13. Index funds are great investment vehicles: "Three years [after Malkiel’s book], Vanguard rolled out index funds, and now there is almost $3 trillion invested in index funds. At Wealthfront, we’re big believers in index funds. We follow a philosophy that you are not going to pick the next Google or Facebook, and actually even professionals who do it most often fail, more often than they succeed. Instead what you should do is keep your costs low, stay diversified on a little bit of everything and be smart about taxes."
14. Exchange-traded funds are fantastic: "[An exchange-traded fund] is just a mutual fund that trades on the stock market. An ETF is simple no matter what your favorite brokerage is. You can walk into any brokerage offline or online and they have stocks you can buy, a Vanguard total market that owns a little bit of every stock in the United States."
"Rip Van Winkle is very, very happy to invest in the stock market."

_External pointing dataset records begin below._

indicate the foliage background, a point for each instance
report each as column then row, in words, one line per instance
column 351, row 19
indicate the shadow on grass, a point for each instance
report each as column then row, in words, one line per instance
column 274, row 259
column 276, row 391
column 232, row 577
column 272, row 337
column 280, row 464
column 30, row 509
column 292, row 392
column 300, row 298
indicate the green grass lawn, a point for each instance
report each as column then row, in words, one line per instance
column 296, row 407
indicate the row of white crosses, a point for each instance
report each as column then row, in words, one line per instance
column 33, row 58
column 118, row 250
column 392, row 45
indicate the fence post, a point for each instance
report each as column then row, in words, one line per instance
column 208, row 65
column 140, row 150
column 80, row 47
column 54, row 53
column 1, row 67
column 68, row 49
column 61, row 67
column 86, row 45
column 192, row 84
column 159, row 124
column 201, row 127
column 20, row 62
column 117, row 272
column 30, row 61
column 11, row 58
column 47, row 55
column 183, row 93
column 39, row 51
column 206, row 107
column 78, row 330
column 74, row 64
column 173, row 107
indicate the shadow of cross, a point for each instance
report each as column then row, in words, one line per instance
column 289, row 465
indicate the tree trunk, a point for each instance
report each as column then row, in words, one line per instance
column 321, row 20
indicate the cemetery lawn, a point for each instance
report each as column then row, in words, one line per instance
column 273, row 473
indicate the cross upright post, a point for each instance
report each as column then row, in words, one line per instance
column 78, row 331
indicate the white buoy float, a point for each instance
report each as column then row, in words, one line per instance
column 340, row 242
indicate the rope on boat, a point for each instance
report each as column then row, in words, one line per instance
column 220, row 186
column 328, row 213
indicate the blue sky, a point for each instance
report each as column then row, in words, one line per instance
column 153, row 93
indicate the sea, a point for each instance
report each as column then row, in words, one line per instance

15. The market always comes back: "If you go through the last 70 years, there have been a number of different downturns. The market always comes back. If you went to sleep in 2003 and woke up in 2013, you would not be unhappy that you invested in the stock market. You would wonder why everyone got so upset in the middle. You’d be hearing these stories, but Rip Van Winkle is very, very happy to invest in the stock market, because if you ignore the daily ups and downs (which, by the way, you should), you always end up in a great place over time."